Developer Documentation

Parsl

Parallel Scripting Library, designed to enable efficient workflow execution.

Importing

To get all the required functionality, we suggest importing the library as follows:

>>> import parsl
>>> from parsl import *

Logging

Following the general logging philosophy of python libraries, by default Parsl doesn’t log anything. However the following helper functions are provided for logging:

  1. set_stream_logger
    This sets the logger to the StreamHandler. This is quite useful when working from a Jupyter notebook.
  2. set_file_logger
    This sets the logging to a file. This is ideal for reporting issues to the dev team.
parsl.set_stream_logger(name='parsl', level=10, format_string=None)

Add a stream log handler

Args:
  • name (string) : Set the logger name.
  • level (logging.LEVEL) : Set to logging.DEBUG by default.
  • format_string (sting) : Set to None by default.
Returns:
  • None
parsl.set_file_logger(filename, name='parsl', level=10, format_string=None)

Add a stream log handler

Args:
  • filename (string): Name of the file to write logs to
  • name (string): Logger name
  • level (logging.LEVEL): Set the logging level.
  • format_string (string): Set the format string
Returns:
  • None

Apps

Apps are parallelized functions that execute independent of the control flow of the main python interpretor. We have two main types of Apps : PythonApps and BashApps. These are subclassed from AppBase.

AppBase

This is the base class that defines the two external facing functions that an App must define. The __init__ () which is called when the interpretor sees the definition of the decorated function, and the __call__ () which is invoked when a decorated function is called by the user.

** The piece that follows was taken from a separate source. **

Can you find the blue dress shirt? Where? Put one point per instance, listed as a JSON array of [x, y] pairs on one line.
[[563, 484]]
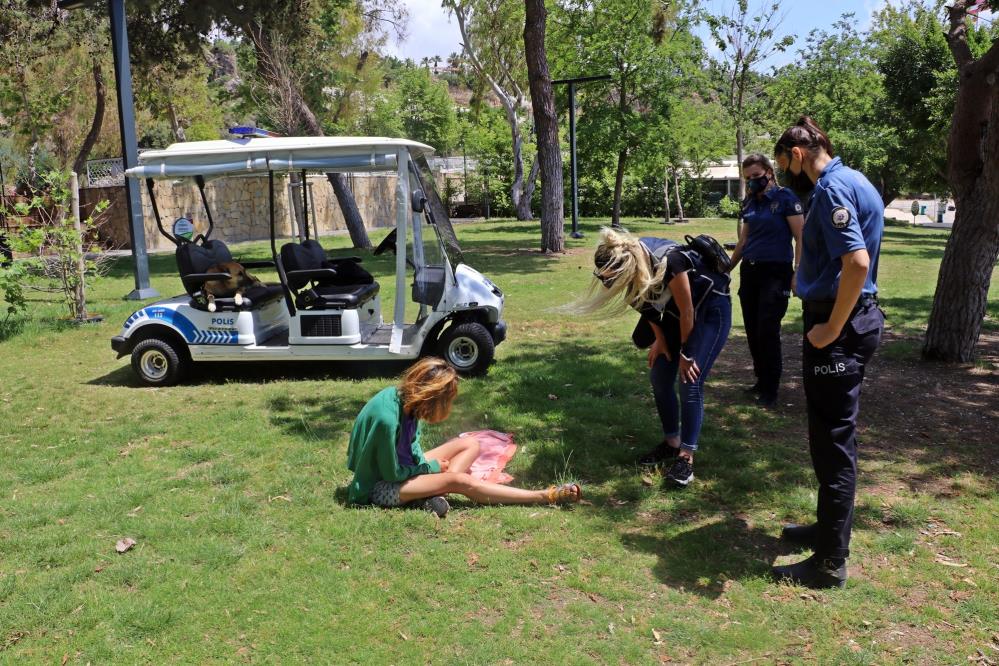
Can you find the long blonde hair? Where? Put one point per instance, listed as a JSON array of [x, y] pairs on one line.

class parsl.app.app.AppBase(func, executor, walltime=60, exec_type='bash')

This is the base class that defines the two external facing functions that an App must define. The __init__ () which is called when the interpretor sees the definition of the decorated function, and the __call__ () which is invoked when a decorated function is called by the user.

__call__(*args, **kwargs)

The __call__ function must be implemented in the subclasses

__init__(func, executor, walltime=60, exec_type='bash')

Constructor for the APP object.

Args:
  • func (function): Takes the function to be made into an App
  • executor (executor): Executor for the execution resource
Kwargs:
  • walltime (int) : Walltime in seconds for the app execution
  • exec_type (string) : App type (bash|python)
Returns:
  • APP object.

PythonApp

Concrete subclass of AppBase that implements the Python App functionality.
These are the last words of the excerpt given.